The final master plan will offer all stakeholders and interested parties everything from the civil engineers plans, final cost estimates and a summary of the housing programs and financing options. Everyone is eager for those key data points to be available, but there’s still five months of work ahead before those details are settled.
“We don’t have those numbers yet,” said Martinez. “Those are all formulas and equations and concepts that we are going to be working really hard on over the next three, four, five months. We obviously know there is a huge amount of expenses associated with this project, not the least of which would be the infrastructure extensions to and within the site.”
From there, the county will have to figure out how to pay for the actual construction after necessary utilities such as electricity, water and sewer lines are all extended to the property. The county hired Corum Real Estate Group in March to lead all of these efforts, and the company will also be looking into working with builders, so the county won’t necessarily have to front all of the cash to erect this almost certainly phased housing development.
The numbers that the county is closing in on, though, are the number of homes that will go on the site. The county initially targeted the space for producing between 250 and 350 units, but it could actually be as many as 400. That may seem like a lot, but, on a property of 45 acres, it would make for fewer than 10 units per acre.
In comparison, according to county senior planner Don Reimer, nearby neighborhoods such as the Villas at Prospect Point (90 condos on 8.3 acres), the Lake Forest Estates (72 condos on 4.7 acres) and the Bay Club at Frisco (32 condos on 2.3 acres), that’s an even more generous amount of space per unit than any of these other prior housing development. The major difference is, of course, that the Lake Hill property is so much larger than any of these previous sites. And plausibly, it’s the last chance for the county to build on such a substantial expanse in the surrounding area.

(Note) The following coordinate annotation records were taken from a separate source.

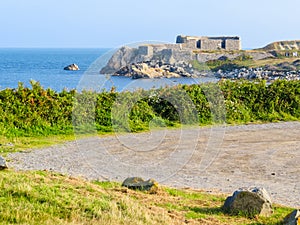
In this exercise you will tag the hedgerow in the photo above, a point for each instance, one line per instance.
(37, 111)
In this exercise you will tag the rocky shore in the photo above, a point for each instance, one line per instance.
(258, 73)
(157, 69)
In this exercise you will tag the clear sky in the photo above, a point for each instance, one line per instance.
(111, 23)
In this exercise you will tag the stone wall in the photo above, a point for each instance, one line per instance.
(209, 43)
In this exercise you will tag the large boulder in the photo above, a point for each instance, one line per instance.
(2, 163)
(72, 67)
(137, 183)
(293, 218)
(249, 202)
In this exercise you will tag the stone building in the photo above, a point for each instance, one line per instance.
(209, 43)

“It could be a one-off,” said Martinez. “There might be some additional land adjacent to this site. That’s a possibility, but boy, I don’t know of any other parcels around the county at this point that are located the way this one is. This is so perfectly suited.”
Following the master-plan process, the county will look to further partner with the town of Frisco to begin rezoning and subdividing the property. The build out would then start on the infrastructure as early as 2017, following by potential for construction on the first set of units in 2018, all based on the financing and phasing recommendations.
Until then, there will be other comment periods for members of the public. But once more, the chance at building a community redefining housing project such as Lake Hill is so rare — even with the early talk that there may just be some more land nearby for similar designs — that the county wants to look back years from now and know it did it correctly.
“Remember,” said Martinez, “the county’s desire is not to build housing halfway down the Blue (River) or on top of Hoosier Pass. People want to live where there are communities. So we want to do this one right.”